Re: [PATCH v5 0/6] g_NCR5380: PDMA fixes and cleanup

From: Ondrej Zary
Date: Thu Jun 29 2017 - 14:07:24 EST


On Thursday 29 June 2017 07:24:18 Finn Thain wrote:
> Ondrej, would you please test this new series?
>
> Changed since v1:
> - PDMA transfer residual is calculated earlier.
> - End of DMA flag check is now polled (if there is any residual).
>
> Changed since v2:
> - Bail out of transfer loops when Gated IRQ gets asserted.
> - Make udelay conditional on board type.
> - Drop sg_tablesize patch due to performance regression.
>
> Changed since v3:
> - Add Ondrej's workaround for corrupt WRITE commands on DTC boards.
> - Reset the 53c400 logic after any short PDMA transfer.
> - Don't fail the transfer if the 53c400 logic got a reset.
>
> Changed since v4:
> - Bail out of transfer loops when Gated IRQ gets asserted. (Again.)
> - Always call wait_for_53c80_registers() at end of transfer.
> - Drain chip buffers after PDMA receive is interrupted.
> - Rework residual calculation.
> - Add new patch to correct DMA terminology.
>
>
> Finn Thain (2):
> g_NCR5380: Cleanup comments and whitespace
> g_NCR5380: Use unambiguous terminology for PDMA send and receive
>
> Ondrej Zary (4):
> g_NCR5380: Fix PDMA transfer size
> g_NCR5380: End PDMA transfer correctly on target disconnection
> g_NCR5380: Limit PDMA send to 512 B to avoid data corruption on
> DTC3181E
> g_NCR5380: Re-work PDMA loops
>
> drivers/scsi/g_NCR5380.c | 260
> +++++++++++++++++++++++++---------------------- 1 file changed, 139
> insertions(+), 121 deletions(-)

The write corruption is still there. I'm afraid it can't be fixed without
rolling "start" back (or inceasing residual) if an error occured, something like this:
--- a/drivers/scsi/g_NCR5380.c
+++ b/drivers/scsi/g_NCR5380.c
@@ -619,6 +621,9 @@ static inline int generic_NCR5380_psend(struct NCR5380_hostdata *hostdata,
(int)NCR5380_read(hostdata->c400_blk_cnt) * 128);

if (residual != 0) {
+ residual += 128;
/* 53c80 interrupt or transfer timeout. Reset 53c400 logic. */
NCR5380_write(hostdata->c400_ctl_status, CSR_RESET);
NCR5380_write(hostdata->c400_ctl_status, CSR_BASE);

(seems to work - wrote 230MB and read it back with no differences)

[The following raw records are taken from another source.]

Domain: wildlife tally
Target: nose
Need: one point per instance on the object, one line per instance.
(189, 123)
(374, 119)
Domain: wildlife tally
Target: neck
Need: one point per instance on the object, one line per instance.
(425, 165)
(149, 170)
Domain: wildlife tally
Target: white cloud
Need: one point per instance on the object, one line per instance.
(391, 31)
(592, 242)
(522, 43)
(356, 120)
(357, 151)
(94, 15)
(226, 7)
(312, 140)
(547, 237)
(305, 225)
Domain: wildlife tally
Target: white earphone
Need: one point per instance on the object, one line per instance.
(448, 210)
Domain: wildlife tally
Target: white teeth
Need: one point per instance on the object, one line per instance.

The corruption mechanism is:
1. Host buffer is ready so we write 128 B of data there and increment "start".
2. Chip swaps the buffers, decrements the block counter and starts writing the
data to drive.
3. Drive does not like it (e.g. its buffer is full) so it disconnects.
4. Chip stops writing and asserts an IRQ.
5. We detect the IRQ. The block counter is already decremented, "start" is
already incremented but the data was not written to the drive.



No more log spamming on DTC but reads are corrupted even more than before.
The IRQ check after data transfer increases the chance of catching an IRQ
before the buffer could become ready. This patch:
--- a/drivers/scsi/g_NCR5380.c
+++ b/drivers/scsi/g_NCR5380.c
@@ -548,8 +548,10 @@ static inline int generic_NCR5380_precv(struct NCR5380_hostdata *hostdata,
start += 128;

if (NCR5380_read(hostdata->c400_ctl_status) &
- CSR_GATED_53C80_IRQ)
+ CSR_GATED_53C80_IRQ) {
+ printk("r irq at start=%d basr=0x%02x\n", start, NCR5380_read(BUS_AND_STATUS_REG));
break;
+ }
}

residual = len - start;

produces lots of these lines:
[ 896.194054] r irq at start=128 basr=0x98
[ 896.197758] r irq at start=3968 basr=0x98


--
Ondrej Zary